For my girls’ birthdays this past year they invited a small crew of friends out to a “fancy” dinner and lunch respectively, while their parents (aka the bill-payers) sat a few tables away, removed from the action. It’s a far cry from the first decade-plus of their lives, when parties were mostly at home, carefully themed, and usually resulted in mom or dad — or both — short-circuiting. For those of you who have read the birthday party chapter in my book, you know the end of the story. Somehow, as soon as the final guest would depart, all that anxiety would be replaced by a very particular post-party high, that feeling you get as a parent when you realize you’ve made your kid extremely happy, magnified by the whole joyful birthday vibe, and, well I’ll say this: It feels good. (Maybe the proper analogy here might be the one about banging your head against a wall because you know how nice it will feel when you stop. ) Anyway, in the book, I explain a pretty cool strategy to get yourself through any themed party with minimal nerve damage: Break the two hours into six 20-minute blocks. To illustrate what this looks like, Food Network photographed one of my half-dozen themes, an “Almost” Sleepover Party, where kids dress in pajamas, bring their sleeping bags, but don’t actually sleep over. (This is perfect for kindergarteners, first and second graders.) Check it out if you’re in the market for party ideas, including a slumber party cake and some pretty freaking adorable pigs- and beans-in-blankets. (Get it?)
Photo Credits: Phoebe’s handmade invitation, circa 2007: Chelsea Cavanaugh for How to Celebrate Everything. Slumber Party Cake and Pigs n Blankets: Heather Ramsdell for Food Network.
We did a similar theme for my 6 year old’s birthday party 4 (!!) years ago. She had friends come for breakfast on a Sunday morning. Kids arrived at 8:30 and cleared out by 10:30. Parents had a relaxing breakfast or coffee date out. All the kids loved it!
Fun, we do this too and call it a “sleep-under.” The kids love it but aren’t super exhausted the next day!

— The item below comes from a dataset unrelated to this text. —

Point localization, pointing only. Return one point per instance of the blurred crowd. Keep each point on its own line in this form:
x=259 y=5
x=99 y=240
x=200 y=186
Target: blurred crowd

This brings back memories of my clever mother who did birthday parties only when you were 10 and 16. For the 10th she had the kids come for lunch–from school! So the party was one hour! It had it all-games, lunch, cake and then…BACK TO SCHOOL (which was across the street). She was (and still is) one smart cookie. She has nine children so her system worked beautifully.
That might be the most genius thing I’ve heard all year.
Funny. Kind of off your main topic, but I was just thinking about when did schools get rid of being able to go home for lunch.
Somewhere around the time most moms went to work…. In our neck of the woods it was the mid-1970s.
For my girls’ birthdays this past year they invited a small crew of friends out to a “fancy” dinner and lunch respectively, while their parents (aka the bill-payers) sat a few tables away, removed from the action.
If you’re going to go to the restaurant, why not join in??
Love this idea. My 1st grader has been dying for a sleep over, but I know he is not up to the entire affair. I would have them in the early am, when we are up. But it seems that most other parents don’t want to come so early. So the 6-8pm is a good idea. Or for us, maybe 5:30-7:30pm…. We do have 3-year-old who will giddily try to pry her way into everything.